I think the best option is a variant of (3): respec CLOFORK. I can
think of four plausible respecs: (a) CLOFORK applies to fork(), not
clone() [...]
Yeah, this is what I was thinking: these are different syscalls, right?
And, it's O_CLOFORK, not O_CLOCLONE. Should clone(2) do any checking at all?
If, after a clone(2) the child or parent does fork(2), then yeah, O_CLOFORK
should apply.
(a) is problematic for applications that want to use clone() for one of
the other ways it differs from fork() but want fork()-like open file
table semantics.
I'm scratching my head trying to figure out what sort of applications these
would even be... :)
Anyway, off-list, kre@ mentioned a different workaround (for now), viz.:
`#define O_CLOFORK 0' when compiling tzcode.
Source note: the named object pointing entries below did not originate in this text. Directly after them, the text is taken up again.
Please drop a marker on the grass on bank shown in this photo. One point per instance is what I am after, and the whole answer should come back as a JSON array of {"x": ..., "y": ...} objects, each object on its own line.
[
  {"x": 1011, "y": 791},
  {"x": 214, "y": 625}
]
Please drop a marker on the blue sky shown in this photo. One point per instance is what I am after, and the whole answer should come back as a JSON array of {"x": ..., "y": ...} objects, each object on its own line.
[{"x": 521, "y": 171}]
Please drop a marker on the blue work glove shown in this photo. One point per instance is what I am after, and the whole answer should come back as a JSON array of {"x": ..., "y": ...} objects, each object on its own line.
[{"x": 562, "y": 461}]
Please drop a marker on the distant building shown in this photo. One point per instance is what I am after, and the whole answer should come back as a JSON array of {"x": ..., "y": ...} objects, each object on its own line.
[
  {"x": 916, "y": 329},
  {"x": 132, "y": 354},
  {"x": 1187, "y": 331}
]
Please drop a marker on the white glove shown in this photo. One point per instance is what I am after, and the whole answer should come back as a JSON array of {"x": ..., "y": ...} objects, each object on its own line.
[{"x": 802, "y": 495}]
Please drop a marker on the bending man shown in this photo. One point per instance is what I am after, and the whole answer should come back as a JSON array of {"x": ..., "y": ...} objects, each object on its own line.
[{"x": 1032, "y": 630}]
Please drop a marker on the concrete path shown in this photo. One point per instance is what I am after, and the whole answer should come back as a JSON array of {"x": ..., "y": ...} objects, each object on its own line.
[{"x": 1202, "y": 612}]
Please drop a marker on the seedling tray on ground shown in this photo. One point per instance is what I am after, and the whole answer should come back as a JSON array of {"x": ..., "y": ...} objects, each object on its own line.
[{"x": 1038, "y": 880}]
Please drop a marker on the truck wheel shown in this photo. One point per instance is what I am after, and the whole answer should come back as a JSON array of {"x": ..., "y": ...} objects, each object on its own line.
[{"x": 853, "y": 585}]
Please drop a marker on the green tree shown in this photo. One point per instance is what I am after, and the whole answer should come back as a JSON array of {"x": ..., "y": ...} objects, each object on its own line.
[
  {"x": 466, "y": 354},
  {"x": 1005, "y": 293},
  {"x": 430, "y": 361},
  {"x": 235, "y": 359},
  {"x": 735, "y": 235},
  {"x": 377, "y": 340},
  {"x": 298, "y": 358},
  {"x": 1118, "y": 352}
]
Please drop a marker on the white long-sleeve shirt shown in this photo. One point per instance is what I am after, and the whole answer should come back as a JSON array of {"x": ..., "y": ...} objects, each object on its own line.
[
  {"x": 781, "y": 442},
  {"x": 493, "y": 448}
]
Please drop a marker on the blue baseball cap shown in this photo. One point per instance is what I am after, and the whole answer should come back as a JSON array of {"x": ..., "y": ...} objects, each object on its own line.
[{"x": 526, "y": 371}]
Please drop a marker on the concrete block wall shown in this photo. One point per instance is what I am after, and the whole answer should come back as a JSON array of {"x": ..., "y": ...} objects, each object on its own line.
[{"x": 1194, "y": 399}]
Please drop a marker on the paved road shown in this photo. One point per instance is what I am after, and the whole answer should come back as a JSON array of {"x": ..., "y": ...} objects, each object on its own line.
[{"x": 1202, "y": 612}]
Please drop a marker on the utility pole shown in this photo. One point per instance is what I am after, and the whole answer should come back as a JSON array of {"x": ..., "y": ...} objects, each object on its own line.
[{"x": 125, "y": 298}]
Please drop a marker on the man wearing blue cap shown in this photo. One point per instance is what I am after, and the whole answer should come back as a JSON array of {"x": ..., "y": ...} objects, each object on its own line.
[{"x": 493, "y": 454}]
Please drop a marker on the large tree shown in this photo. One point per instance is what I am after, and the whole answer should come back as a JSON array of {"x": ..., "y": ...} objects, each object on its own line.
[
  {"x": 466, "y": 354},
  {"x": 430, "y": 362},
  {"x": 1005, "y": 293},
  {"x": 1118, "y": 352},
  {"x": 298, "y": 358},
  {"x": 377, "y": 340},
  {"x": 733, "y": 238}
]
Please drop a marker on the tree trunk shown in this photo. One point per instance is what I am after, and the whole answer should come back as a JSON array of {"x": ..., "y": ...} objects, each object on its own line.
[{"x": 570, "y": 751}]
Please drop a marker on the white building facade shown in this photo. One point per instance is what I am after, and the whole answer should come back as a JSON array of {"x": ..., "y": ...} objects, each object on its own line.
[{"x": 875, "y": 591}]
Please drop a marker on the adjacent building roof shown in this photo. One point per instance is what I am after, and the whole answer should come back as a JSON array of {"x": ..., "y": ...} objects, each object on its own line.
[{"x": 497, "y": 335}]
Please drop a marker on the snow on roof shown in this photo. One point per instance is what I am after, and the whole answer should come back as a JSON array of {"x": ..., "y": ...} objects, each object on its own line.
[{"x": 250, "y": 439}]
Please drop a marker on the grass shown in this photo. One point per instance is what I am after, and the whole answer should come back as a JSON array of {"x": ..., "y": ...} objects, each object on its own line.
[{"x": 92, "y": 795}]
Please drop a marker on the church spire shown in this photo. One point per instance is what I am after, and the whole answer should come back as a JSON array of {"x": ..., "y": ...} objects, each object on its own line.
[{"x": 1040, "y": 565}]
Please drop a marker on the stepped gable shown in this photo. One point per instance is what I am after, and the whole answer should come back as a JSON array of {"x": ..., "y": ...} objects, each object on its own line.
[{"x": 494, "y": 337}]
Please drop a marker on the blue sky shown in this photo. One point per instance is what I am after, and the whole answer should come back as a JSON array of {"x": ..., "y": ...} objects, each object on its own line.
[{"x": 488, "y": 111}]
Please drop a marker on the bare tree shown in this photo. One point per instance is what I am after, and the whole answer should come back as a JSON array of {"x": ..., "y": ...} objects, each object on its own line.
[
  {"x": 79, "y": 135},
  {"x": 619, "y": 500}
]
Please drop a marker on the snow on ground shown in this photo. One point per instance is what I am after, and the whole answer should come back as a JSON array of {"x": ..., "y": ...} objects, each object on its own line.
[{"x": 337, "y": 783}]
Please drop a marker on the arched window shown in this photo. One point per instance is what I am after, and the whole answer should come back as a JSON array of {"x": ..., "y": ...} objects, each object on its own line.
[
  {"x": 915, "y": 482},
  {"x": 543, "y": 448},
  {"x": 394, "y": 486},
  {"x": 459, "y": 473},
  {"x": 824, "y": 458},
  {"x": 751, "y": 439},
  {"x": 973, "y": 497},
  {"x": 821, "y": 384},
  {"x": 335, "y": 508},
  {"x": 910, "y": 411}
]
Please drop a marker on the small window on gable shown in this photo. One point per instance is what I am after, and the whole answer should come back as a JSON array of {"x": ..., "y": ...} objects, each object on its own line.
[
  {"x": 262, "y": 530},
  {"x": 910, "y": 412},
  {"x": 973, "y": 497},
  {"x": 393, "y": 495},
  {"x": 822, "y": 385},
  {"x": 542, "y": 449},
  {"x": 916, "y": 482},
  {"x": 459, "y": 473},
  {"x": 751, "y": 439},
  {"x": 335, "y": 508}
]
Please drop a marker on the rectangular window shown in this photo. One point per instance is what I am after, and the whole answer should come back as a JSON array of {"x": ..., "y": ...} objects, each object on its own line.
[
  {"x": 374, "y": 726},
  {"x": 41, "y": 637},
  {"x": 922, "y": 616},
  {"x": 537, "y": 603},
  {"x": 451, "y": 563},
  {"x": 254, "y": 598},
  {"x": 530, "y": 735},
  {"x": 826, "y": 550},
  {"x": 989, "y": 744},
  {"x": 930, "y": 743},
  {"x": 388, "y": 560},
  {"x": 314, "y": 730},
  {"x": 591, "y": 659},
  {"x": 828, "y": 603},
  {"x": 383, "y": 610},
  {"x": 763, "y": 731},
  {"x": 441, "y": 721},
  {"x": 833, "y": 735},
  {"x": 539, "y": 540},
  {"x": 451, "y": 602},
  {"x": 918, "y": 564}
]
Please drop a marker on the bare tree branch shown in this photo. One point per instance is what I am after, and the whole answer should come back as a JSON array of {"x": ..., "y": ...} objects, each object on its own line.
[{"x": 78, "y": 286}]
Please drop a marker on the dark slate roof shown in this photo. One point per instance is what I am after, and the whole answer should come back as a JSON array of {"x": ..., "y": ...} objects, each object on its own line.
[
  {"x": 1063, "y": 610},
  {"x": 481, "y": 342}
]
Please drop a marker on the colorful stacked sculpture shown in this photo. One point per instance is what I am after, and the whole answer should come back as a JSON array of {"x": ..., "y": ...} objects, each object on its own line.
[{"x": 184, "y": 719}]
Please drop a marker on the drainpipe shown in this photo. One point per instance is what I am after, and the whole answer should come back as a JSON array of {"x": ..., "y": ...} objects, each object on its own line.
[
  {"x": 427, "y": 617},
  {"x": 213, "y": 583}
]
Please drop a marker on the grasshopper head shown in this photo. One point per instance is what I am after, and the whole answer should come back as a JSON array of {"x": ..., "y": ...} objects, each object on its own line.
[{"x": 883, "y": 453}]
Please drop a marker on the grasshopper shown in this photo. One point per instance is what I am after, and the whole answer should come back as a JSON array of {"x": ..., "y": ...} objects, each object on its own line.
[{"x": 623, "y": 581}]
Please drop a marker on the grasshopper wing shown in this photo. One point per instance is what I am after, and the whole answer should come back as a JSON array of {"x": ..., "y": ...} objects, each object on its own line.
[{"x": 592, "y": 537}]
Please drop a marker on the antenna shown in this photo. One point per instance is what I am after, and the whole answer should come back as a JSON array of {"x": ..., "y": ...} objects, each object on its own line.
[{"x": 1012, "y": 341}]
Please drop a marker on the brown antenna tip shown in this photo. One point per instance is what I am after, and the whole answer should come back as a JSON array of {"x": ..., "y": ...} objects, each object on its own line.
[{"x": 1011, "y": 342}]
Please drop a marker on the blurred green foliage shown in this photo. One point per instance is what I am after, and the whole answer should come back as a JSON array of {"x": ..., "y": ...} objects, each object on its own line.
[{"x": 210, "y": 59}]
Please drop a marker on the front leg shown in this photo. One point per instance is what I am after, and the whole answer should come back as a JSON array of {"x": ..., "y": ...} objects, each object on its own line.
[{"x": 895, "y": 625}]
I have another, assuming Thomas only wanted the AddressSanitizer, and not
the LeakSanitizer too: turn off the LeakSanitizer on NetBSD:
https://github.com/NetBSD/src/blob/trunk/external/gpl3/gcc.old/dist/libsanitizer/lsan/lsan_common.h#L48
NetBSD is unusual, among the free Unixes, in building the LeakSanitizer (and,
only because it has a clone(2)). None of the other BSDs, nor Solaris, have
it.
On Wed, 1 Oct 2025, Robert Elz wrote:
And whatever we do, if we do something now, before the linux kernel
people do, has just a smallish chance of being compatible with what they
end up doing.
Linux doesn't support O_CLOFORK at all, at the mo': not linux-6.17--the latest;
not glibc, nor musl. No such constant anywhere.